Neue Untersuchung gefordert
Fletcher beschuldigt den inzwischen verstorbenen Heginbotham zwar nicht direkt, fordert aber eine neue Untersuchung des Unglücks. Andere Angehörige haben sich angeschlossen, auch Politiker. Sie alle erhoffen auf eine ähnliche Wende wie bei den jüngsten Untersuchung zur Katastrophe in Sheffield, wo die Polizei nach mehr als 25 Jahren Versäumnisse eingestand.
Die Toten von Bradford wird das nicht zum Leben erwecken, das weiß auch Fletcher. Das Andenken wird dennoch bis heute bewahrt. Am Stadion erinnern gleich zwei Gedenktafeln an jenen fatalen Tag, im Stadtzentrum steht ein Denkmal, in allen Stadien der Premier League gab es jüngst eine Schweigeminute.
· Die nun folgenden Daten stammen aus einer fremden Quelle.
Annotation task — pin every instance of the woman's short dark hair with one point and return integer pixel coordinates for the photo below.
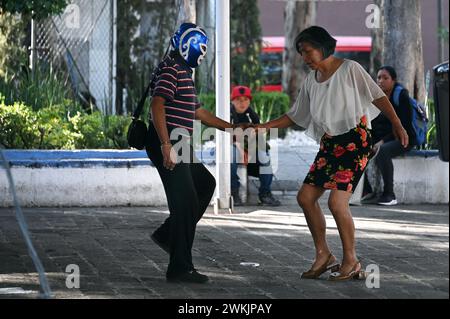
(319, 38)
(389, 69)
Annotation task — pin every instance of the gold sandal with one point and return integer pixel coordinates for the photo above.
(355, 273)
(330, 264)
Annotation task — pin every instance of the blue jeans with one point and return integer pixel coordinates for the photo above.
(265, 180)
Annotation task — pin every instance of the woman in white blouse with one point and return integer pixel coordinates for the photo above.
(336, 103)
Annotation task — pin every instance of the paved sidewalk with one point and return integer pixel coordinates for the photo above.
(116, 258)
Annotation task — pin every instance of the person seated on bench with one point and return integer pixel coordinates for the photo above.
(241, 112)
(386, 146)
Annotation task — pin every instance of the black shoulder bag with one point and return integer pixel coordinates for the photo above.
(137, 134)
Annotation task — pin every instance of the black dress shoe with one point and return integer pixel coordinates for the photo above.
(164, 246)
(191, 276)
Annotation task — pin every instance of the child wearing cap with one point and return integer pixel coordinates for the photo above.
(241, 112)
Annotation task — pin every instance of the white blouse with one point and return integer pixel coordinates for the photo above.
(336, 105)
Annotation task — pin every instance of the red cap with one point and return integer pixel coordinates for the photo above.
(241, 90)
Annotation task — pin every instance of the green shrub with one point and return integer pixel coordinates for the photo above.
(18, 126)
(62, 126)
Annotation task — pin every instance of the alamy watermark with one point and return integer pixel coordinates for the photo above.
(372, 276)
(73, 277)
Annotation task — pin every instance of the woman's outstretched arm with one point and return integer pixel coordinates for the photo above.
(281, 122)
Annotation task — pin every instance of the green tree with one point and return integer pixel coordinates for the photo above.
(245, 34)
(38, 9)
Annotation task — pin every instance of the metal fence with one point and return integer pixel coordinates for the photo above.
(81, 44)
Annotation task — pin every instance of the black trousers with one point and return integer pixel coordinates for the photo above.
(189, 188)
(387, 152)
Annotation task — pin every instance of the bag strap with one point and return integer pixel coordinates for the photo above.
(398, 89)
(140, 106)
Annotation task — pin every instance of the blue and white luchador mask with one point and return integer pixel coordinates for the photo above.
(191, 42)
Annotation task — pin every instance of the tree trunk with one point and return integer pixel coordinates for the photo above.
(187, 11)
(206, 20)
(298, 16)
(403, 44)
(376, 55)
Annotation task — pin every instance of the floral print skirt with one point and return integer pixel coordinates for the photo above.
(341, 160)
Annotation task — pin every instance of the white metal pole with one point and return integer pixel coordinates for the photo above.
(223, 139)
(33, 46)
(114, 58)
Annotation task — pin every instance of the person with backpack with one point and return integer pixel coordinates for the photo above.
(242, 113)
(385, 145)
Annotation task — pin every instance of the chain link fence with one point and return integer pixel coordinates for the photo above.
(80, 44)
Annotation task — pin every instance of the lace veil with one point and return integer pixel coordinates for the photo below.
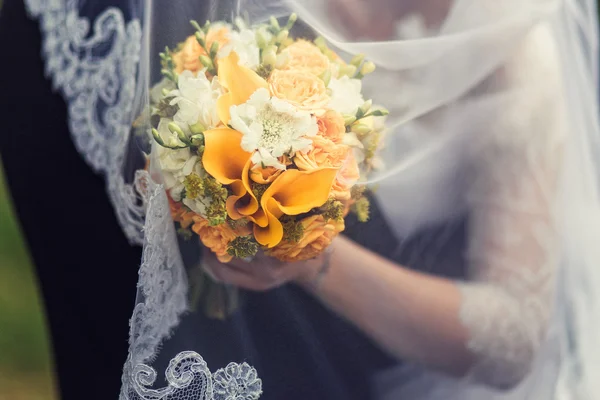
(493, 111)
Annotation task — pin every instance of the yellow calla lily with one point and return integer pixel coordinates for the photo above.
(226, 161)
(241, 82)
(293, 192)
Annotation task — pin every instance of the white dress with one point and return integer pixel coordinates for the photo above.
(512, 173)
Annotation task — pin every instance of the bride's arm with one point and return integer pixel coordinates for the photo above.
(492, 325)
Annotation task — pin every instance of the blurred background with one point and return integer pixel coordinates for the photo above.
(26, 371)
(25, 357)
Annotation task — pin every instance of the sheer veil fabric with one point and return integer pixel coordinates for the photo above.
(493, 113)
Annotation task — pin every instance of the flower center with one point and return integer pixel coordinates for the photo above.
(277, 128)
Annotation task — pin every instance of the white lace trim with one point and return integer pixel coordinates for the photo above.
(95, 70)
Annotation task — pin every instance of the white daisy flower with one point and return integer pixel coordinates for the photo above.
(196, 97)
(272, 128)
(244, 44)
(346, 96)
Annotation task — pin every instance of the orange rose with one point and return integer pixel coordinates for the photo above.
(347, 177)
(303, 56)
(332, 126)
(318, 235)
(217, 238)
(188, 58)
(325, 153)
(217, 33)
(303, 90)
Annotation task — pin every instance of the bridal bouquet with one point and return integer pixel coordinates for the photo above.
(263, 139)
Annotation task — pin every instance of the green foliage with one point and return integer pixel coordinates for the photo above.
(24, 342)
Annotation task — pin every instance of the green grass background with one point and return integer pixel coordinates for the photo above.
(26, 371)
(25, 366)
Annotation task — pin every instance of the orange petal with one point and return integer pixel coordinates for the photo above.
(272, 233)
(241, 83)
(297, 192)
(252, 205)
(223, 158)
(264, 176)
(239, 191)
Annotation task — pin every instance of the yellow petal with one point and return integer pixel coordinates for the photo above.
(223, 158)
(224, 103)
(240, 81)
(297, 192)
(272, 234)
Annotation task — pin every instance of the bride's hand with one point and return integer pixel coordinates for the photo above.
(262, 273)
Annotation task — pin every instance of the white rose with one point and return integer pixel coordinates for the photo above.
(196, 98)
(197, 205)
(244, 44)
(346, 95)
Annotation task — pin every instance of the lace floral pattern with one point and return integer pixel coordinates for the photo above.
(189, 378)
(94, 67)
(95, 70)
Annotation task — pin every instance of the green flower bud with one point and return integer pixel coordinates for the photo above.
(282, 36)
(320, 43)
(196, 25)
(366, 106)
(361, 129)
(214, 48)
(206, 61)
(263, 38)
(270, 56)
(282, 60)
(200, 38)
(291, 21)
(357, 60)
(349, 70)
(367, 68)
(157, 137)
(326, 77)
(274, 23)
(382, 112)
(197, 128)
(349, 119)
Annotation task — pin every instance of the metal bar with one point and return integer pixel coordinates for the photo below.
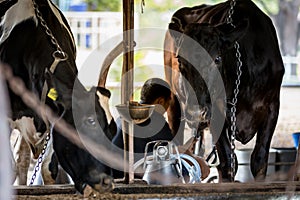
(127, 82)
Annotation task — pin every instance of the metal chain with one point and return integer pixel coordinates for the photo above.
(236, 91)
(233, 110)
(40, 158)
(230, 13)
(60, 55)
(48, 31)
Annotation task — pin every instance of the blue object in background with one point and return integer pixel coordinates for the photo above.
(296, 138)
(64, 4)
(81, 7)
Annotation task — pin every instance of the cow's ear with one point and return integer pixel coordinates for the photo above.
(229, 34)
(176, 31)
(5, 5)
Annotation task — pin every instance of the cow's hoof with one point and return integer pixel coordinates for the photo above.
(106, 183)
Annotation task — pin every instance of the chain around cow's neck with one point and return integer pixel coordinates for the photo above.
(233, 127)
(58, 55)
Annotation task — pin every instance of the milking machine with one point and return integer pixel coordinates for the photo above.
(166, 165)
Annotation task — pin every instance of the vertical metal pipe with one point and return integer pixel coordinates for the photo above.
(127, 83)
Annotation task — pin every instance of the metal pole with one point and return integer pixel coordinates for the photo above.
(127, 83)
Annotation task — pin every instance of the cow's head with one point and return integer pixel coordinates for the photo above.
(87, 111)
(201, 50)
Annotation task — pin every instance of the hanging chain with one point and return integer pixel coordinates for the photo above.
(142, 6)
(230, 13)
(59, 50)
(233, 127)
(58, 55)
(233, 110)
(41, 157)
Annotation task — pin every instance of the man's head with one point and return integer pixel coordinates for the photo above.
(156, 91)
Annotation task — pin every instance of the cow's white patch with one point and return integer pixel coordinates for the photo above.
(26, 126)
(19, 12)
(103, 100)
(22, 11)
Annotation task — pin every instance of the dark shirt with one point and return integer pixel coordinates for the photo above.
(155, 128)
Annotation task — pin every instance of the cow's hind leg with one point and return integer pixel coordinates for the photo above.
(224, 153)
(260, 154)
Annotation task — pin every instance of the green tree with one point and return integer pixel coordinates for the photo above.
(104, 5)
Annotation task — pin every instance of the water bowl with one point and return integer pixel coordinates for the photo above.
(135, 112)
(296, 139)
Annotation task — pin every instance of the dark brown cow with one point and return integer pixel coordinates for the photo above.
(201, 62)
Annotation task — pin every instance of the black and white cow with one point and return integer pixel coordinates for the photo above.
(33, 35)
(200, 50)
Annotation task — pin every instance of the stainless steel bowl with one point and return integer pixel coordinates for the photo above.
(135, 112)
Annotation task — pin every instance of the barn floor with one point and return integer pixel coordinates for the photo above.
(257, 190)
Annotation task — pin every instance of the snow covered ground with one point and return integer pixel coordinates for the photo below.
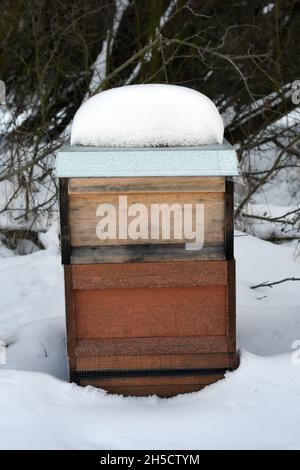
(256, 407)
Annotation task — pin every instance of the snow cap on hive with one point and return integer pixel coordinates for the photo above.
(151, 115)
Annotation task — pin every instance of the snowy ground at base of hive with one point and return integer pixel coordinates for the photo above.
(256, 407)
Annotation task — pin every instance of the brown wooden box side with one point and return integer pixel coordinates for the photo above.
(83, 218)
(151, 312)
(169, 274)
(147, 184)
(157, 361)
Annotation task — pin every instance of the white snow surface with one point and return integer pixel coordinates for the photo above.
(254, 407)
(147, 116)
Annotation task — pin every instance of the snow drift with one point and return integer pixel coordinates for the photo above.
(147, 116)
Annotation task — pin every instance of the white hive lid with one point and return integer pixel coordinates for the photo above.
(205, 160)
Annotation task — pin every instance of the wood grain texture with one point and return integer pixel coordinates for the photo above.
(146, 184)
(83, 219)
(65, 236)
(70, 321)
(157, 361)
(146, 346)
(152, 275)
(231, 306)
(229, 219)
(124, 313)
(143, 254)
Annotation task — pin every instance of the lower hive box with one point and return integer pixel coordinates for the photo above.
(151, 328)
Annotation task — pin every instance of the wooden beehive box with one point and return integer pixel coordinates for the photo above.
(147, 316)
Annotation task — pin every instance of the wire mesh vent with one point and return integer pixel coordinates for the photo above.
(110, 373)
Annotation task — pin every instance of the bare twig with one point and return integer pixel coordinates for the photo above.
(271, 284)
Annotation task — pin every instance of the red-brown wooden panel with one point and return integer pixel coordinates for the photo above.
(124, 313)
(157, 361)
(136, 275)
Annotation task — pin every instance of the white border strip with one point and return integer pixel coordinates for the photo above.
(93, 162)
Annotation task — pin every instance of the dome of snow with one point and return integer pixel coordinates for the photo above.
(147, 116)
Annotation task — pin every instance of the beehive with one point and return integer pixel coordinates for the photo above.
(147, 316)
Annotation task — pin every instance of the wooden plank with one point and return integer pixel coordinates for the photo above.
(70, 321)
(231, 307)
(229, 219)
(144, 254)
(163, 391)
(83, 218)
(140, 275)
(157, 361)
(64, 221)
(146, 346)
(146, 184)
(129, 313)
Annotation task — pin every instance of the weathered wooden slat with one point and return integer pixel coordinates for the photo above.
(70, 320)
(231, 306)
(65, 236)
(83, 218)
(141, 275)
(146, 184)
(157, 361)
(143, 254)
(146, 346)
(117, 313)
(229, 219)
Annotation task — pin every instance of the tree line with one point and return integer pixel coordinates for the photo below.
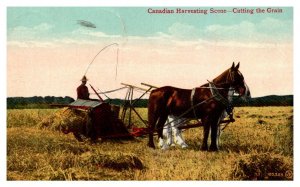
(46, 102)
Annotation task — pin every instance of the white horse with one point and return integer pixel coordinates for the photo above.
(172, 134)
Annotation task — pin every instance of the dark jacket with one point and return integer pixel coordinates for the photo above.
(83, 92)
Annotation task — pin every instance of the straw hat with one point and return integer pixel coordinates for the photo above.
(84, 78)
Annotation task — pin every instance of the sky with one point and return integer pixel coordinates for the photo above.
(48, 50)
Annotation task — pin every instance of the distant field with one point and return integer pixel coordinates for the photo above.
(258, 146)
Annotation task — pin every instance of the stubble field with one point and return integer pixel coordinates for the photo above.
(258, 146)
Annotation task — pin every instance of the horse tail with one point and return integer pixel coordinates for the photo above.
(152, 118)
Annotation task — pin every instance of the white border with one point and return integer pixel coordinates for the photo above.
(144, 3)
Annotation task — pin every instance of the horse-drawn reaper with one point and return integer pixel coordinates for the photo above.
(207, 102)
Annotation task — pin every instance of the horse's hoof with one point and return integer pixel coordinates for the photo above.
(151, 145)
(204, 148)
(213, 148)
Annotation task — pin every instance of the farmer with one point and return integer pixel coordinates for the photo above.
(82, 90)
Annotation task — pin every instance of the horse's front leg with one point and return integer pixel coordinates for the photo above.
(160, 127)
(178, 133)
(214, 132)
(206, 128)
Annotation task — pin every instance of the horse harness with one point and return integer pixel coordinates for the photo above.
(218, 97)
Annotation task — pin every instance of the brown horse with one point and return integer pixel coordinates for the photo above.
(199, 103)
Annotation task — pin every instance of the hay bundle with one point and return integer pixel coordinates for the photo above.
(99, 122)
(66, 120)
(263, 166)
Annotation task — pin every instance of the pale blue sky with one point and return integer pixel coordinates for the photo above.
(47, 23)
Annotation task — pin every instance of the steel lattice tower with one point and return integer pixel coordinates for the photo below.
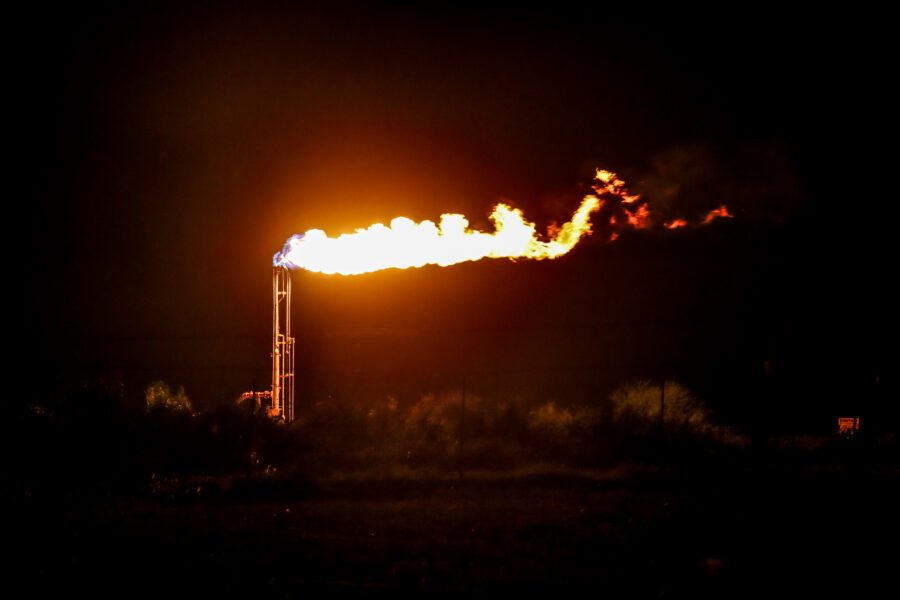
(282, 346)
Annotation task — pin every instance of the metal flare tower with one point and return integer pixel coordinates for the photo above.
(282, 347)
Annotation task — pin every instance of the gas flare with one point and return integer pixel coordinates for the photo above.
(718, 212)
(404, 243)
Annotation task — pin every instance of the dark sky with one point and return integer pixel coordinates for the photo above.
(168, 152)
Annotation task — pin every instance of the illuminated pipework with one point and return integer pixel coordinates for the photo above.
(282, 347)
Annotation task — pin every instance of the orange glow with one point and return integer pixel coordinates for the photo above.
(405, 243)
(718, 212)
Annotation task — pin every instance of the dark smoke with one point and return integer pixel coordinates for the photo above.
(757, 182)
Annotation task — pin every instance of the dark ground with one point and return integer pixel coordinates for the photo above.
(767, 528)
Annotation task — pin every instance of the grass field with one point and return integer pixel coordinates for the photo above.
(632, 531)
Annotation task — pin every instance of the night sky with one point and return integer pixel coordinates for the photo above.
(166, 153)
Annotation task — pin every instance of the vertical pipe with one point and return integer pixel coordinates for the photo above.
(276, 351)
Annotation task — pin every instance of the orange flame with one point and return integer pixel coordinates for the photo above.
(718, 212)
(405, 243)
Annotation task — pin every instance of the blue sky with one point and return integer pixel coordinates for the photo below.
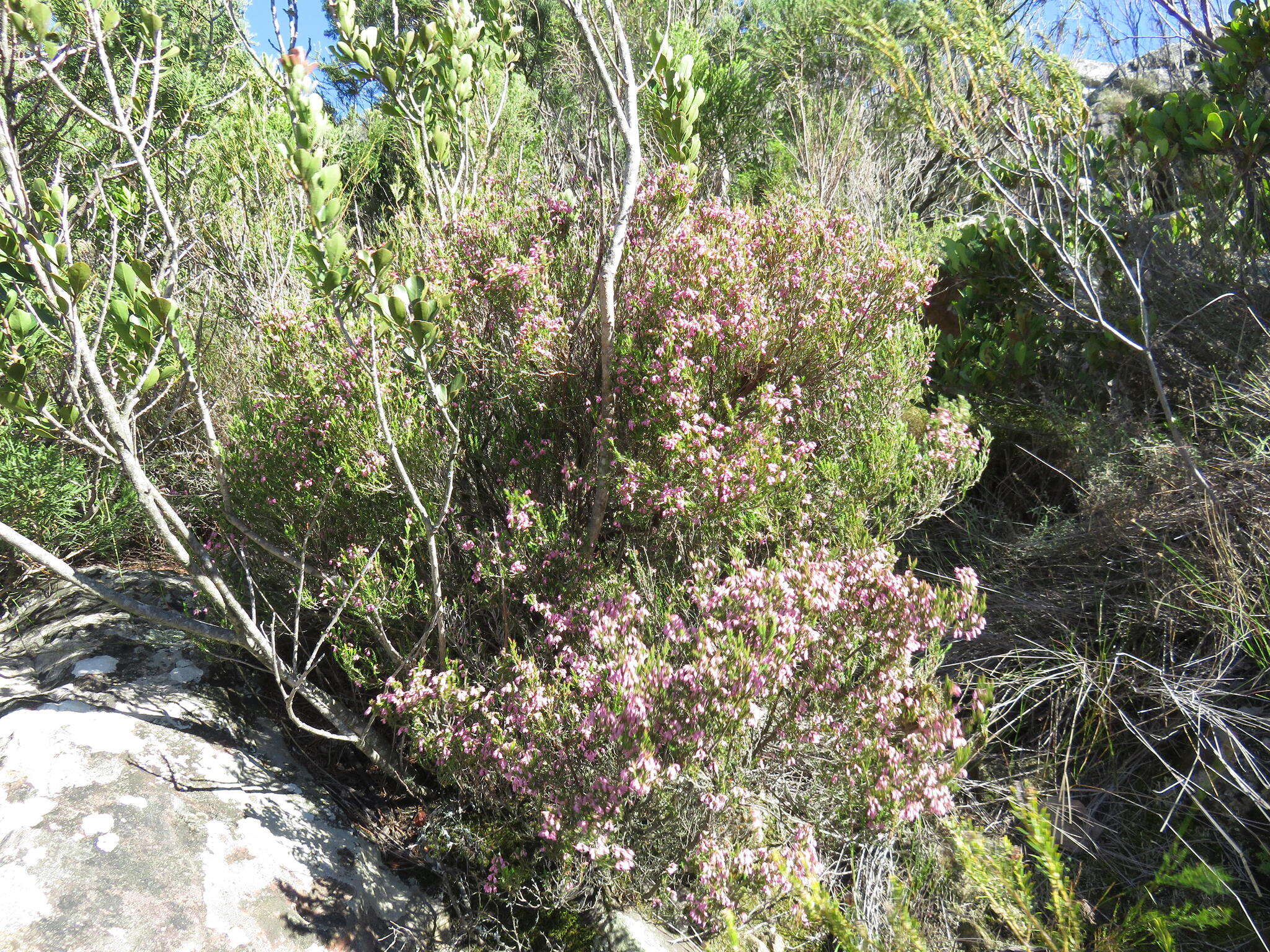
(311, 18)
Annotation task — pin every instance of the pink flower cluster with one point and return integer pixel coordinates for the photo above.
(624, 711)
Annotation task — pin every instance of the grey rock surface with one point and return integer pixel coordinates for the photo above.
(628, 931)
(143, 809)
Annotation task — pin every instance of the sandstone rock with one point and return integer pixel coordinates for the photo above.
(628, 931)
(145, 809)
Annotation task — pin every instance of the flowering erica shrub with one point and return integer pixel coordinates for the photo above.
(735, 673)
(770, 366)
(646, 743)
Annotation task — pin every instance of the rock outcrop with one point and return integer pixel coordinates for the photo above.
(146, 805)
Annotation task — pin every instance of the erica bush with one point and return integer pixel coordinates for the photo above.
(735, 672)
(675, 749)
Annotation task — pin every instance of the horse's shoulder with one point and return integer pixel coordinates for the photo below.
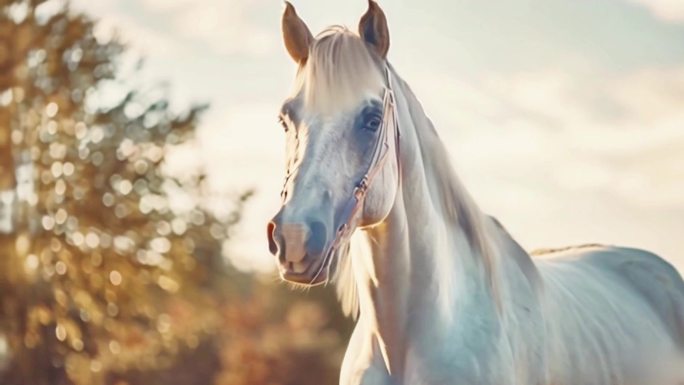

Und John Helm? Der TV-Kommentator hat sich die Bilder aus Bradford bis heute nicht angeschaut, seine eigenen Worte nie wieder gehört. "Das kann ich einfach nicht", sagt Helm, der von neun Weltmeisterschaften berichtet und doch den 11. Mai 1985 nie mehr vergessen wird: "Ich hoffe, dass ich nie wieder in meinem Leben mit solch einer Situation konfrontiert werde."